Roberto stared at him for a moment but eventually sat down again. Although he didn’t like the way the conversation was going, it seemed sensible to find out what the man wanted.

“The other day, soon after your arrival on the island, you went down to the village around ten in the morning. You sat on a terrace with Luis Docampo. The two of you talked for a while, and then you went to the beach, am I right?”

Roberto nodded, intrigued. The guy had been watching him through his telescope with all the patience of an entomologist who had just discovered a new species of insect. Still, there were gaps in the story. He’d said nothing about Roberto’s encounter with Rosalía Freire and her daughter Helena. The telescope must have some blind spots.

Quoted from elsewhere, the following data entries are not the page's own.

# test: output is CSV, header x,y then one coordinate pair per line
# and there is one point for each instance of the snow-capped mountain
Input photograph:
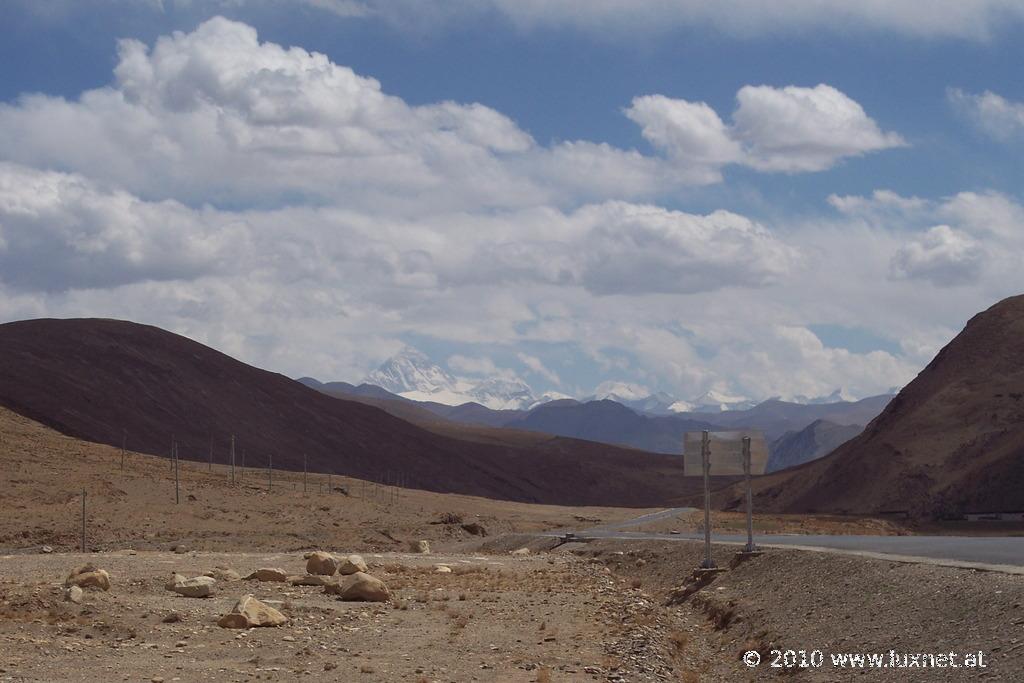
x,y
501,393
549,396
633,395
412,375
718,401
411,371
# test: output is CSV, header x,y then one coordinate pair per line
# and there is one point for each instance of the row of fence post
x,y
709,562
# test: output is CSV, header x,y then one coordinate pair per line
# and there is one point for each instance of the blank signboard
x,y
726,453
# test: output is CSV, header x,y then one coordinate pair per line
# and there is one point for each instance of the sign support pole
x,y
708,563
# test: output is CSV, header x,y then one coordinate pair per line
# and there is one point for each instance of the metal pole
x,y
83,520
177,499
709,563
750,497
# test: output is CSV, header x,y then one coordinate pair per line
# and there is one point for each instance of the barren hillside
x,y
98,379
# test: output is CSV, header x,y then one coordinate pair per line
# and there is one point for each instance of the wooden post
x,y
83,520
751,548
708,563
177,498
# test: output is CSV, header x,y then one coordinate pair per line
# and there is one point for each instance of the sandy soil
x,y
735,522
43,474
493,619
600,611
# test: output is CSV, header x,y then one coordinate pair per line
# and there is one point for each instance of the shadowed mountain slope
x,y
952,440
93,378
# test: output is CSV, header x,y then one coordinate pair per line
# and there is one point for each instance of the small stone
x,y
88,575
249,612
351,564
322,563
360,587
268,573
73,594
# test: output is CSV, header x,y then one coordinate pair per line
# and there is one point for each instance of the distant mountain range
x,y
411,374
815,440
950,441
642,423
99,380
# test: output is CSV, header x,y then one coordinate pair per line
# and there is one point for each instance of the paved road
x,y
993,552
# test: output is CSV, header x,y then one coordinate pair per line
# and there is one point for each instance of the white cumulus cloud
x,y
992,114
941,255
791,129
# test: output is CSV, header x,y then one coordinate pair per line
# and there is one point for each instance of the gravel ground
x,y
499,617
838,604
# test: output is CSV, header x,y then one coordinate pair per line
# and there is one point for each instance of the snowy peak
x,y
718,401
500,393
412,375
412,371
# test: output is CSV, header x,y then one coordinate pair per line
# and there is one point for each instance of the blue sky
x,y
742,229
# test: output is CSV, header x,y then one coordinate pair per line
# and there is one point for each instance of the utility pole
x,y
83,520
708,563
177,499
751,548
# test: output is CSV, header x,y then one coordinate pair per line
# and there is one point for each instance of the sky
x,y
758,199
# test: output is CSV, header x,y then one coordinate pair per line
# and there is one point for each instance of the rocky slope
x,y
952,440
97,379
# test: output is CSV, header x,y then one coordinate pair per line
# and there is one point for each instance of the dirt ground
x,y
735,522
43,474
607,610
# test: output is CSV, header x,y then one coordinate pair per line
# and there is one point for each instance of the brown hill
x,y
94,378
952,440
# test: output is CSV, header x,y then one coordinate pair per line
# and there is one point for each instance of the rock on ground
x,y
360,587
310,580
351,564
73,594
268,573
322,563
249,612
200,587
223,573
88,575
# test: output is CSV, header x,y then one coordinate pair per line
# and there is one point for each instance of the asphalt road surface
x,y
954,550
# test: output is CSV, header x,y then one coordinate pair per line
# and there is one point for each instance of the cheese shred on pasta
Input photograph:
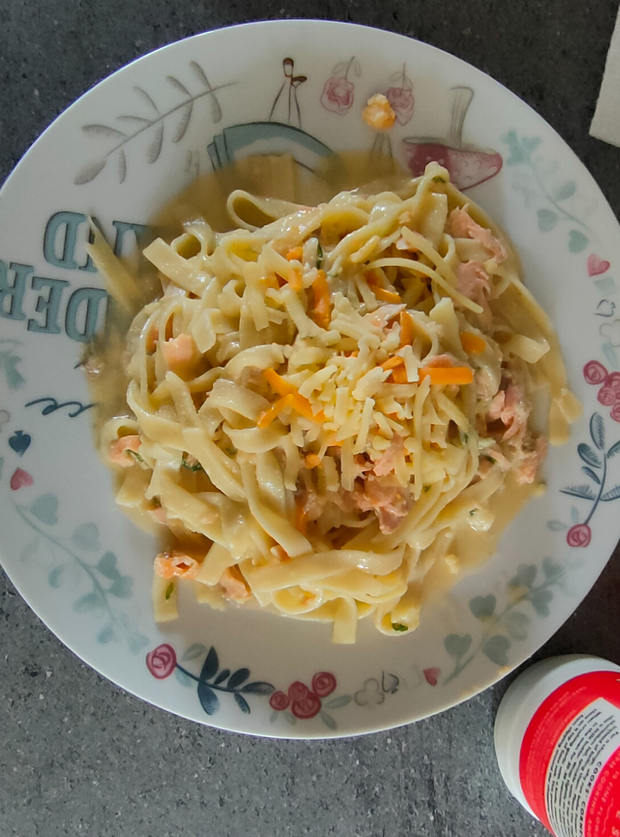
x,y
319,407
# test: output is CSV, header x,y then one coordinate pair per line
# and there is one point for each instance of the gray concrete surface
x,y
78,756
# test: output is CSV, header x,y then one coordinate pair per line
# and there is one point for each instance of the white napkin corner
x,y
606,122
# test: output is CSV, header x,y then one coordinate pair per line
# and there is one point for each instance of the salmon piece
x,y
387,461
387,499
233,584
514,413
379,113
118,451
462,225
528,469
496,406
178,351
175,565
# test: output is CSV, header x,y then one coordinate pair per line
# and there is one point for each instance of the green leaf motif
x,y
517,624
589,455
194,651
565,191
597,430
496,649
547,219
86,537
552,571
45,509
582,491
540,601
87,603
106,635
107,566
613,450
184,679
577,241
327,720
483,607
242,703
457,645
55,576
29,550
526,574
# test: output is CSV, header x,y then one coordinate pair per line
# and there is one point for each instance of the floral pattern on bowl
x,y
125,148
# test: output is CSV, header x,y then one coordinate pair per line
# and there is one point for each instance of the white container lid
x,y
521,701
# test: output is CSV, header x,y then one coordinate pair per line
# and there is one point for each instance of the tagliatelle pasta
x,y
327,411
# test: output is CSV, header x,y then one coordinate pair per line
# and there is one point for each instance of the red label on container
x,y
603,812
561,720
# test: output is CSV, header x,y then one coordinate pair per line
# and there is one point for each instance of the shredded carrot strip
x,y
473,343
301,520
444,375
321,300
265,419
302,406
399,375
277,382
391,362
406,328
296,402
385,295
295,253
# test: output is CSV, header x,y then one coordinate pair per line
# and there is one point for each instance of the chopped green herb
x,y
191,463
136,455
319,255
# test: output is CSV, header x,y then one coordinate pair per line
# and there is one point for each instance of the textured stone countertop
x,y
78,755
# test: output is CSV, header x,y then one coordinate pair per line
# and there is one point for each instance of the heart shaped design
x,y
596,265
20,442
432,675
577,241
20,478
606,308
45,508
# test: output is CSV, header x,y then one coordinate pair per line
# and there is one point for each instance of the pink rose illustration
x,y
402,101
161,661
306,707
400,95
279,701
323,683
338,92
579,535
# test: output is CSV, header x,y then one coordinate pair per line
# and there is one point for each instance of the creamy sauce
x,y
281,177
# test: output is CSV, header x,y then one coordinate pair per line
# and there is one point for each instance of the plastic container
x,y
557,741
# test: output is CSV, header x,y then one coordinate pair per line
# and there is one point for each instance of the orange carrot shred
x,y
406,328
295,253
445,375
399,375
321,300
473,343
391,362
277,382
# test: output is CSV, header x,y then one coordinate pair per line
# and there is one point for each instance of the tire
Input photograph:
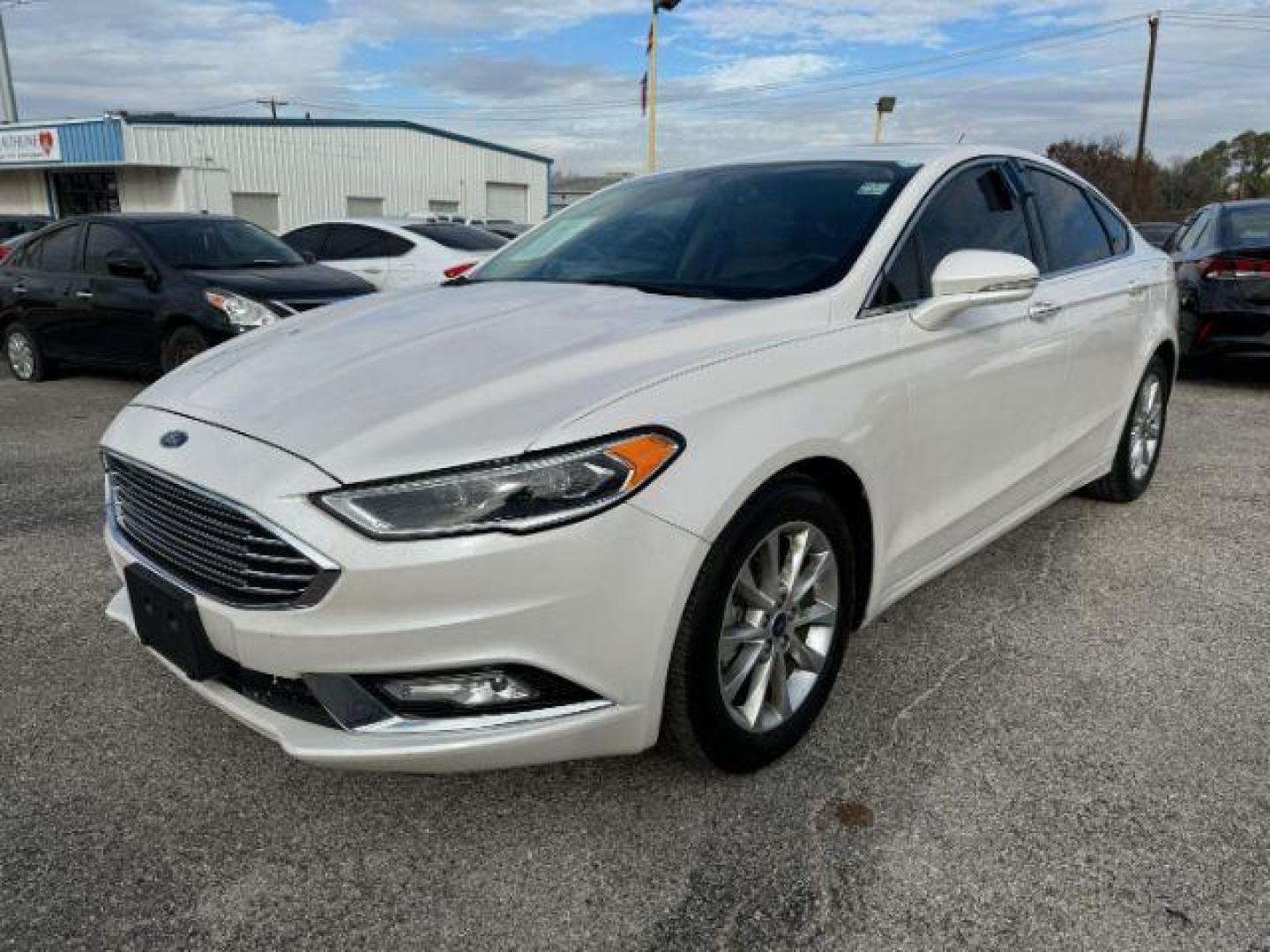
x,y
26,361
1129,478
698,724
183,343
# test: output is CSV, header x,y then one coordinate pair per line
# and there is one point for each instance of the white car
x,y
646,469
395,253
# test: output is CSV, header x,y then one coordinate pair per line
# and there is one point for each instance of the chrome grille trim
x,y
210,545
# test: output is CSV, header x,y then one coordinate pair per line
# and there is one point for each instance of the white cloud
x,y
753,71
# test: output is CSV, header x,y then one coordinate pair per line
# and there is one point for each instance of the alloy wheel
x,y
1146,427
22,355
779,626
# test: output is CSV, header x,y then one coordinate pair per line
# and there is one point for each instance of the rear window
x,y
461,238
1249,227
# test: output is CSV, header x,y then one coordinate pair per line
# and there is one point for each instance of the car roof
x,y
146,217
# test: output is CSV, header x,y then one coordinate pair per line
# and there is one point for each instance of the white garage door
x,y
365,207
259,207
505,202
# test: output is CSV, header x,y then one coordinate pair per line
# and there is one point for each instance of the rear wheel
x,y
1140,441
183,343
23,353
764,632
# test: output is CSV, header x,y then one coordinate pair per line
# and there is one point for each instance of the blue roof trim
x,y
163,120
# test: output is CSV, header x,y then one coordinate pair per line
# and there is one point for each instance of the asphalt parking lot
x,y
1065,743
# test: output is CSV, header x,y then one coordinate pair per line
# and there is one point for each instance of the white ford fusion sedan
x,y
643,472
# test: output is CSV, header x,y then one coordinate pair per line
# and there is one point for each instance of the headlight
x,y
528,494
243,311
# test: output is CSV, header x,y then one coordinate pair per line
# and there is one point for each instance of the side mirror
x,y
975,279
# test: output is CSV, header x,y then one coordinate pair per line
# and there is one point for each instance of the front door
x,y
124,309
984,391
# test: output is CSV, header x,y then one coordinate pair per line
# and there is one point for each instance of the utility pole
x,y
9,100
658,5
273,103
1139,158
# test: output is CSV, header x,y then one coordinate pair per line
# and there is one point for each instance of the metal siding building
x,y
280,173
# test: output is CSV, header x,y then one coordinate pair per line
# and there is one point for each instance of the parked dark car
x,y
13,225
507,228
1157,233
150,290
1222,254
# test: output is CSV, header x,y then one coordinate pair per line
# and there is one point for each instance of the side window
x,y
348,242
106,242
1116,227
975,210
58,251
308,239
902,282
1073,235
395,245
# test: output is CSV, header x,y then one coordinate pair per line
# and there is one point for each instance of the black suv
x,y
150,290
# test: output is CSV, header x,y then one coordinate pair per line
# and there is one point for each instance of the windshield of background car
x,y
1249,227
461,238
742,231
213,242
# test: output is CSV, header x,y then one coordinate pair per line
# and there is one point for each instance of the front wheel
x,y
1140,441
764,632
23,353
183,343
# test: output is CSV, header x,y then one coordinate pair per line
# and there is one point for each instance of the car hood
x,y
288,280
421,380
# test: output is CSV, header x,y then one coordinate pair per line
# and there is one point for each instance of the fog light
x,y
470,689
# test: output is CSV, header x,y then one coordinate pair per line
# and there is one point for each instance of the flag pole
x,y
652,92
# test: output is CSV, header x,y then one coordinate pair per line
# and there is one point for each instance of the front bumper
x,y
596,603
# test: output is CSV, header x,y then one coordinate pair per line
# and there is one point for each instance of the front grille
x,y
213,546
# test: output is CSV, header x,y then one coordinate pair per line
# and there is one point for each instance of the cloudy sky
x,y
739,77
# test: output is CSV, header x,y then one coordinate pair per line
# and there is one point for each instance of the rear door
x,y
1100,291
984,390
358,249
51,301
124,309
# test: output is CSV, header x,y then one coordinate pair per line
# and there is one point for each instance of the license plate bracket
x,y
168,621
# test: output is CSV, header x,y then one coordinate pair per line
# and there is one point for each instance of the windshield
x,y
461,238
217,242
739,231
1249,225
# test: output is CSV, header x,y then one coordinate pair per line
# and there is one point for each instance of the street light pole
x,y
652,90
6,97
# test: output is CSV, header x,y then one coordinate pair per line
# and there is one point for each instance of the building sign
x,y
29,146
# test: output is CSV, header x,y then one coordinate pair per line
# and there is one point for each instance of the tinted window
x,y
461,238
738,231
106,244
1197,234
346,242
973,210
216,242
1249,227
57,250
902,280
1117,233
308,239
1073,235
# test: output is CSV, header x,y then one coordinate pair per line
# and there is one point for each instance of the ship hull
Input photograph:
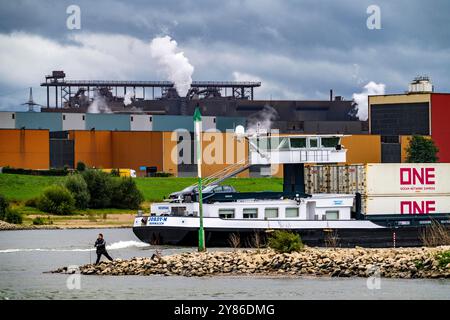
x,y
221,237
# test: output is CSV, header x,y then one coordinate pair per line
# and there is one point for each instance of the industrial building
x,y
148,152
420,111
147,134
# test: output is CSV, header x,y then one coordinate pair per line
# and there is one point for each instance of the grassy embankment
x,y
20,188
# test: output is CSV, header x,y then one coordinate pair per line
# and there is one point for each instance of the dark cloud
x,y
301,48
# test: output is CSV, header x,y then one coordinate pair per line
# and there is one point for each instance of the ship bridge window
x,y
332,214
272,143
313,142
250,213
298,142
291,212
271,213
330,142
226,213
178,211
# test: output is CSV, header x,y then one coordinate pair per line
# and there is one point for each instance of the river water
x,y
26,255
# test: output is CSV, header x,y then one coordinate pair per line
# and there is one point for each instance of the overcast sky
x,y
298,49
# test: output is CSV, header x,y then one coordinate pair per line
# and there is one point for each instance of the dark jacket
x,y
100,244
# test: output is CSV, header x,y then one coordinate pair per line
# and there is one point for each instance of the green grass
x,y
20,188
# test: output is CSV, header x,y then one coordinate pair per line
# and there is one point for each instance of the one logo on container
x,y
417,207
413,179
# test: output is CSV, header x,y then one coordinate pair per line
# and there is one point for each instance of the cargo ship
x,y
373,205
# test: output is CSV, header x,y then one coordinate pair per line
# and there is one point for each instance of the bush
x,y
443,258
115,172
421,150
38,221
81,166
33,202
4,204
78,187
57,200
13,216
125,194
163,174
99,185
285,242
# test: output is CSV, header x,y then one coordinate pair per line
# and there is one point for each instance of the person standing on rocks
x,y
100,244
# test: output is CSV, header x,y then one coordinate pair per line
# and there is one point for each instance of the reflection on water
x,y
25,255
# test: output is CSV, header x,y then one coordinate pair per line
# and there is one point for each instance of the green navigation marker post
x,y
198,132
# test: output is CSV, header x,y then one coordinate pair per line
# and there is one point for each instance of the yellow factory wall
x,y
119,149
362,148
135,149
93,148
169,153
398,98
24,148
220,150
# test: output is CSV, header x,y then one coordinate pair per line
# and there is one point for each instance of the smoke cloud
x,y
99,104
261,122
127,99
370,89
174,63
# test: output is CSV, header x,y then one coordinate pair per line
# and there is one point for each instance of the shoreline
x,y
403,263
4,226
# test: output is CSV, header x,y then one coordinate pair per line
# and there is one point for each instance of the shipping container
x,y
385,179
406,205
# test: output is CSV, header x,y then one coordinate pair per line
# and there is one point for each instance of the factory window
x,y
271,213
250,213
226,213
332,214
313,142
330,142
291,212
298,142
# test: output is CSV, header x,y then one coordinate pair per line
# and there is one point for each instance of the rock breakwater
x,y
358,262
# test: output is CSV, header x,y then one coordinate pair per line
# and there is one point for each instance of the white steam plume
x,y
261,122
99,104
370,89
127,99
174,63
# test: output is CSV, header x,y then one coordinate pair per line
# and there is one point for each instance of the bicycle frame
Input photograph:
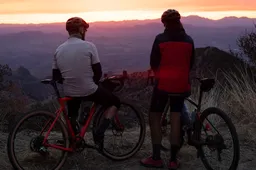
x,y
62,109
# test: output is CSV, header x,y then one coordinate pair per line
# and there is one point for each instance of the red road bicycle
x,y
41,145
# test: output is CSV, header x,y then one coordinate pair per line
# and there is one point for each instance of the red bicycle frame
x,y
62,109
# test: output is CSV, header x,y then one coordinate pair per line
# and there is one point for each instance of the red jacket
x,y
172,57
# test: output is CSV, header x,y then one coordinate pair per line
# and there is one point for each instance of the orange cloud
x,y
75,6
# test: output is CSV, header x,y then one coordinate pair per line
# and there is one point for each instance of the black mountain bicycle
x,y
194,131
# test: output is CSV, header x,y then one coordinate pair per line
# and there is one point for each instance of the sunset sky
x,y
46,11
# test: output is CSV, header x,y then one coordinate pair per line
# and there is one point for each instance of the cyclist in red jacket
x,y
171,59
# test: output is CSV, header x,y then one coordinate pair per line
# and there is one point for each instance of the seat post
x,y
200,99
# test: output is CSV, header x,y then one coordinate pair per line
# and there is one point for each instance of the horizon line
x,y
150,19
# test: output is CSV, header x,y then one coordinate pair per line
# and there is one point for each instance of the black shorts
x,y
160,99
101,96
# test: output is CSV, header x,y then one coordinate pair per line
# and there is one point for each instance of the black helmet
x,y
171,15
73,24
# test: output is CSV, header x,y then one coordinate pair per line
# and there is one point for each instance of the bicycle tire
x,y
232,129
10,141
96,122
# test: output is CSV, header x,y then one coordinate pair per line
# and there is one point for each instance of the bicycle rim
x,y
43,154
141,136
232,130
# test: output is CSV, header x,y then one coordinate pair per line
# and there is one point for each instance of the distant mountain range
x,y
189,20
126,44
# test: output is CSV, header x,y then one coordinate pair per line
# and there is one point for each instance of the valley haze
x,y
126,44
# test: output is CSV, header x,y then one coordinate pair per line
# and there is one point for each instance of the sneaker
x,y
98,140
173,165
151,163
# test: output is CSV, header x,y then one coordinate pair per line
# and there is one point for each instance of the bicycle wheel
x,y
37,156
166,131
219,143
127,119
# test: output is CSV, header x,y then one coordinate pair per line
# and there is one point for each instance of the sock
x,y
174,152
74,124
103,127
156,151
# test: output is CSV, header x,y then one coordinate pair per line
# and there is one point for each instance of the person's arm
x,y
56,74
96,66
155,56
192,62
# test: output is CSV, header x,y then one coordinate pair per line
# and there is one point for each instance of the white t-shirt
x,y
74,59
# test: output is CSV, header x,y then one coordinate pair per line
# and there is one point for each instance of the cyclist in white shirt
x,y
77,63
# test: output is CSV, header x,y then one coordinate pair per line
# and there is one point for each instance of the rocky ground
x,y
90,159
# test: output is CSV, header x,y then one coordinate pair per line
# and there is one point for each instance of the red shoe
x,y
151,163
174,165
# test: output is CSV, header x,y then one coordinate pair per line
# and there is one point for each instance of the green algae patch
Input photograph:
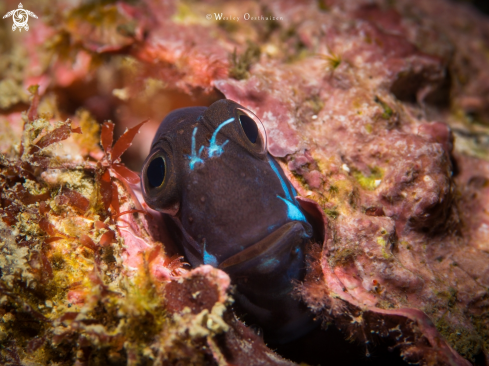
x,y
370,182
383,245
466,342
387,110
241,64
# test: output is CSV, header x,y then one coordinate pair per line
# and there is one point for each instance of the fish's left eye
x,y
249,127
156,172
252,131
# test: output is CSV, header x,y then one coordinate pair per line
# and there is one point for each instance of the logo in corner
x,y
20,17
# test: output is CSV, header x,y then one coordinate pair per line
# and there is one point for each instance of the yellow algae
x,y
372,181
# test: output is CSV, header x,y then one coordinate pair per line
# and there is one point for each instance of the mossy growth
x,y
370,182
331,212
468,343
387,111
341,255
241,64
333,60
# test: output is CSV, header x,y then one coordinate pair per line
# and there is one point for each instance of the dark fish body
x,y
209,170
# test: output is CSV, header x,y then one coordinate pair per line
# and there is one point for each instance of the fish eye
x,y
156,172
249,127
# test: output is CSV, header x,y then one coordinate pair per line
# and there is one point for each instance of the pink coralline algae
x,y
377,111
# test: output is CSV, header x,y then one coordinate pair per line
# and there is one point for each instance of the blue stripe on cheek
x,y
209,258
293,212
194,157
282,182
214,149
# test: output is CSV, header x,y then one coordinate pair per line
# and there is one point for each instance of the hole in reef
x,y
330,348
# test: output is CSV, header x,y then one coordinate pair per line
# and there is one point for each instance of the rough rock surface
x,y
377,110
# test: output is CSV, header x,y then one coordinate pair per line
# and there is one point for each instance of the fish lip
x,y
277,243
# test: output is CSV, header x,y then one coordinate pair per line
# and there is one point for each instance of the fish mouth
x,y
281,247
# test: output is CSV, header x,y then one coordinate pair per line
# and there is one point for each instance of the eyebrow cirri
x,y
214,150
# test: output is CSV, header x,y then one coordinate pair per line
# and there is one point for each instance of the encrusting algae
x,y
66,295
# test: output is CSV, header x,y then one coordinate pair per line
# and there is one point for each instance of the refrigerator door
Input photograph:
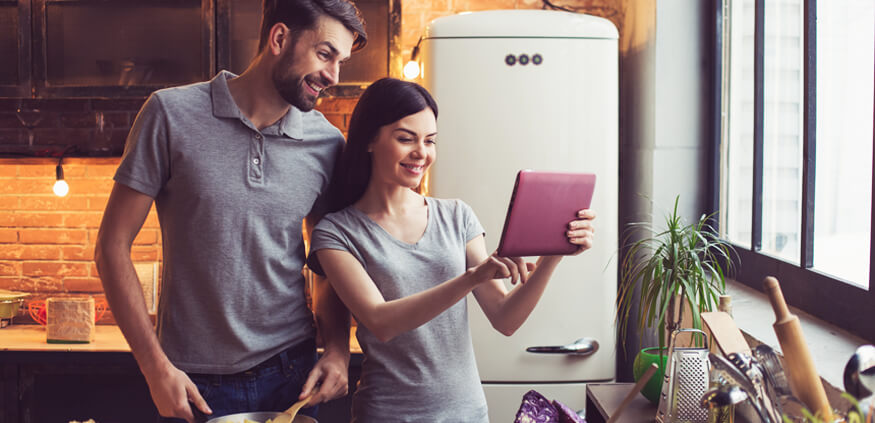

“Somewhere along the way, you met up with the little Freire weirdo, that Diego.” Ibaibarriaga paused to take a noisy sip from his coffee cup. “The two of you then walked to the end of the beach, and there was something floating just offshore, and you stripped off, dived in, and went and pulled it out.”

Roberto felt the hairs on the back of his neck stand up. This was not sounding good at all.

“It looked like you and the kid didn’t have the easiest time of it, but you managed to fish the bundle out in the end.” He gave a wolfish smile. “A yellow one, about yea big. All coming back to you now?”

Roberto nodded mechanically. His coffee was getting cold, but he couldn’t bring himself to drink it.

“After a while, Helena Freire and Tristán Docampo came to help get the bundle up to the village in a wheelbarrow.” He paused briefly, looking pensive. “What was in that bundle, Lobeira? Tell me the truth.”

“Just some fishing gear,” he replied defensively. “Some lobster pots they wanted back.”

Ibaibarriaga chuckled, a mocking look on his face that Roberto didn’t like at all.

“This is where it starts to get interesting, because in a matter of minutes, at least a dozen Freires and Docampos came running into the village from all directions, and I’m wondering why. On account of some old pots?”